I have a bat incident too. This one also takes place at camp, but years before, while I was still a camper, probably in fourth grade, the summer before the bumblebee. It was after the All Camp Campfire, which means it was maybe nine o clock or thereabouts, but we were doing our own campfire with S'mores afterwards, or maybe a night swim, I don't quite remember. I do know it was relatively dark, but I was stopping in my tent really quick to get something. One of my tent-mates had been particularly annoying the whole way back, pinching everybody was her hobby, I think. So when I felt something that felt like a hand on the back of my head, I told her to cut it out. She announced from outside that she was not in the tent, and didn't have her hand on my head. I thought, well, maybe it's a grasshopper or something, and brushed my hand back over my head. I touched something huge that fell to the ground and into the beam from my flahslight. It was, pretty obviously, a bat. I called to the girl that it was a bat, who (outside) began screaming. That sent the counselors over and I relayed that I'd had a bat in my hair, but it was gone now.

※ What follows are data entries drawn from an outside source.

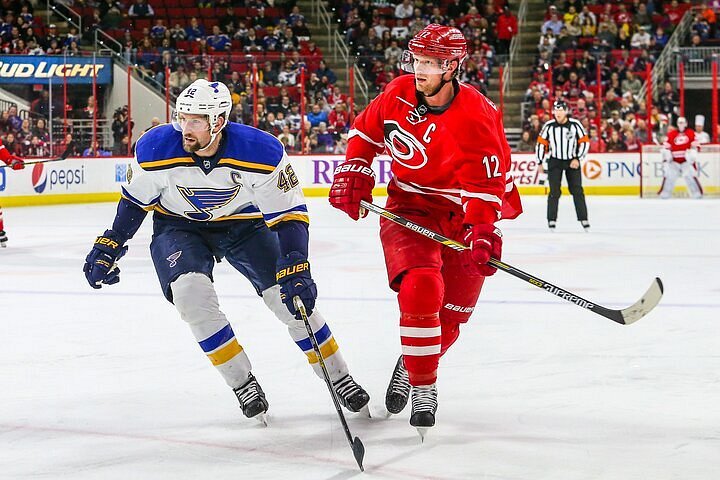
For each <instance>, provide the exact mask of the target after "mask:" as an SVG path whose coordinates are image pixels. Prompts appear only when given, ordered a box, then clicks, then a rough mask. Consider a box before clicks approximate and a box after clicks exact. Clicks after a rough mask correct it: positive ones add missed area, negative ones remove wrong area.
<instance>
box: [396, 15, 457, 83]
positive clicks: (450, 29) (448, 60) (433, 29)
mask: <svg viewBox="0 0 720 480" xmlns="http://www.w3.org/2000/svg"><path fill="white" fill-rule="evenodd" d="M416 56H424V57H430V58H433V59H437V60H438V61H437V62H435V61H433V62H427V61H423V62H420V61H417V60H416V58H415V57H416ZM466 56H467V41H466V40H465V36H464V35H463V34H462V32H461V31H460V30H458V29H457V28H454V27H446V26H444V25H438V24H437V23H431V24H430V25H428V26H427V27H425V28H423V29H422V30H421V31H420V32H418V33H417V35H415V36H414V37H413V38H412V39H411V40H410V42H408V49H407V50H405V51H404V52H403V56H402V58H401V60H400V65H401V67H402V69H403V70H405V71H407V72H411V73H414V72H416V73H431V74H442V73H445V72H446V71H448V69H449V67H450V61H452V60H457V61H458V64H459V65H458V68H457V70H455V75H457V71H458V70H459V69H460V66H461V65H462V63H463V60H464V59H465V57H466Z"/></svg>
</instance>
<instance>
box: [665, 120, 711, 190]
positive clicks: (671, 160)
mask: <svg viewBox="0 0 720 480" xmlns="http://www.w3.org/2000/svg"><path fill="white" fill-rule="evenodd" d="M660 152H661V154H662V159H663V167H664V168H663V182H662V185H661V186H660V191H659V192H658V194H659V195H660V198H670V197H672V192H673V189H674V188H675V182H677V179H678V178H679V177H680V176H682V177H683V178H685V183H686V184H687V188H688V192H689V193H690V196H691V197H692V198H702V196H703V191H702V186H701V185H700V181H699V180H698V178H697V177H698V170H697V165H696V163H695V162H696V160H697V142H696V141H695V132H694V131H693V130H692V129H690V128H687V120H686V119H685V117H678V120H677V129H676V130H671V131H670V132H668V136H667V139H666V140H665V142H664V143H663V148H662V150H660Z"/></svg>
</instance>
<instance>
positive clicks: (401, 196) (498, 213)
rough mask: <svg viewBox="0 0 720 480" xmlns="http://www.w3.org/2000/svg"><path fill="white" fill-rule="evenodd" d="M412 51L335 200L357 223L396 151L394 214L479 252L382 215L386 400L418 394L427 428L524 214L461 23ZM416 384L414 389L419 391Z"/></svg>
mask: <svg viewBox="0 0 720 480" xmlns="http://www.w3.org/2000/svg"><path fill="white" fill-rule="evenodd" d="M408 48H409V50H407V51H405V52H404V53H403V57H402V65H403V69H405V70H407V71H412V72H413V73H414V75H403V76H400V77H398V78H396V79H395V80H393V81H392V82H390V83H389V84H388V85H387V87H386V88H385V90H384V92H383V93H381V94H380V95H379V96H378V97H377V98H375V99H374V100H373V101H372V102H371V103H370V105H368V107H367V108H366V109H365V110H364V111H363V112H362V113H361V114H360V115H359V116H358V117H357V119H356V120H355V122H354V124H353V127H352V129H351V130H350V133H349V143H348V147H347V153H346V161H345V163H343V164H342V165H340V166H339V167H338V168H337V169H336V170H335V178H334V181H333V184H332V187H331V189H330V203H331V204H332V205H333V206H334V207H336V208H338V209H340V210H343V211H344V212H345V213H347V214H348V215H349V216H350V217H351V218H353V219H354V220H358V219H359V218H360V217H364V216H365V215H366V214H367V212H365V211H362V210H361V209H360V203H359V202H360V200H366V201H372V188H373V186H374V184H375V179H374V175H373V172H372V169H371V168H370V166H371V164H372V161H373V158H374V157H375V156H376V155H378V154H380V153H383V152H387V153H388V154H389V155H390V156H392V159H393V161H392V173H393V179H392V180H391V182H390V183H389V185H388V197H389V198H388V201H387V207H386V208H388V209H389V210H391V211H393V212H395V213H397V214H399V215H402V216H404V217H406V218H408V219H410V220H411V221H413V222H416V223H418V224H420V225H423V226H426V227H427V228H431V229H433V230H435V231H437V232H440V233H441V234H443V235H445V236H448V237H450V238H453V239H456V240H459V241H464V242H466V244H468V245H470V247H471V249H470V250H468V251H466V252H463V253H458V252H455V251H454V250H451V249H446V248H445V247H443V246H442V245H440V244H438V243H435V242H433V241H431V240H429V239H427V238H425V237H423V236H421V235H418V234H417V233H415V232H413V231H410V230H408V229H405V228H403V227H401V226H399V225H397V224H395V223H392V222H390V221H386V220H384V219H382V220H381V223H380V240H381V242H382V245H383V250H384V253H385V263H386V267H387V273H388V279H389V284H390V287H391V288H392V289H393V290H394V291H396V292H398V303H399V306H400V312H401V316H400V341H401V345H402V356H401V357H400V359H399V360H398V362H397V364H396V366H395V370H394V372H393V376H392V379H391V381H390V385H389V387H388V391H387V394H386V401H385V403H386V407H387V409H388V411H389V412H391V413H399V412H400V411H401V410H402V409H403V408H405V405H406V404H407V401H408V397H409V396H410V392H411V391H412V413H411V417H410V424H411V425H413V426H415V427H417V428H418V430H419V431H420V433H421V435H422V434H424V431H425V429H426V428H428V427H432V426H433V425H434V424H435V412H436V410H437V390H436V387H435V382H436V379H437V368H438V362H439V359H440V357H441V356H442V355H443V354H444V353H445V352H446V351H447V349H448V348H450V346H451V345H452V344H453V343H454V342H455V341H456V340H457V338H458V335H459V334H460V325H461V324H462V323H465V322H467V321H468V319H469V318H470V315H471V314H472V312H473V310H474V308H475V303H476V301H477V299H478V296H479V294H480V289H481V287H482V285H483V282H484V281H485V277H487V276H490V275H492V274H494V273H495V269H494V268H492V267H490V266H489V265H487V263H486V262H487V261H488V260H489V258H490V257H491V256H492V257H494V258H496V259H499V258H500V255H501V249H502V236H501V233H500V230H498V229H497V228H496V227H495V222H496V221H498V220H499V219H501V218H505V219H511V218H515V217H516V216H518V215H519V214H520V213H521V212H522V206H521V203H520V197H519V195H518V192H517V189H516V188H515V185H514V183H513V179H512V177H511V175H510V171H509V170H510V147H509V146H508V143H507V141H506V139H505V134H504V130H503V125H502V113H501V112H500V111H499V110H498V108H497V107H496V106H495V105H494V104H493V103H492V102H491V101H490V100H488V99H487V98H486V97H485V96H483V95H482V94H481V93H479V92H478V91H477V90H476V89H475V88H473V87H471V86H469V85H465V84H463V83H461V82H459V81H458V80H457V76H458V71H459V69H460V68H461V66H462V63H463V60H464V59H465V57H466V55H467V43H466V40H465V38H464V37H463V34H462V33H461V32H460V31H459V30H458V29H456V28H452V27H446V26H441V25H437V24H431V25H428V26H427V27H425V28H424V29H423V30H422V31H420V32H419V33H418V34H417V35H416V36H415V37H413V39H411V40H410V42H409V45H408ZM411 387H412V388H411Z"/></svg>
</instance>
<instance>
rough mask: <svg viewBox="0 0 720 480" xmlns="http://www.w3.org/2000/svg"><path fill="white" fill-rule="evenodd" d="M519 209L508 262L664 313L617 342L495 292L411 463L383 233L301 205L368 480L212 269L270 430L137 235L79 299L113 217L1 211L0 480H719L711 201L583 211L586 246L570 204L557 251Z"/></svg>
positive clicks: (534, 223) (714, 250)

They calmed down the other girl, and tried to work out if the bat had bit me. I said if it had bit me, I would've felt it, and I was fine. They couldn't understand why I wasn't in hysterics like the my tentmate (I'm sure inside THEY both were). It made sense to me- we'd been to camp together before and SHE was terrified of daddy long legs and got homesick and claimed she was allergic to anything that made her momentarily uncomfortable. Why would I want to be like that? She wasn't any fun to be around like that. We were good friends, because I'd discovered by then that most girls were that way at least part of the time, you just had to put up with them.

I'm also amazed that I have never ever gotten poison ivy. I should have, by now. With poison ivy, you know, it's the second time you show the rash. The first time, nothing happens. That's why that Mythbusters episode with the poison ivy, where they test everyone once and they don't get it bugs me. Someone didn't do the appropriate research there. I guess they do test Grant twice (so he probably is immune), but, really, exposing all kinds of people to poison ivy once, to ensure they get it the next time, even in the name of science is incredibly stupid.

To sum up, embrace the creepy crawlies of the world as often as possible. Thoughtless murder is Hilter-esque and wrong, except in the case of plauges, a true plauge is all right. However, I've read that CitriSol will keep spiders away from a home, so I think we'll be buying some to spray around the foundations and in the eaves. Preventing murder is a much better solution.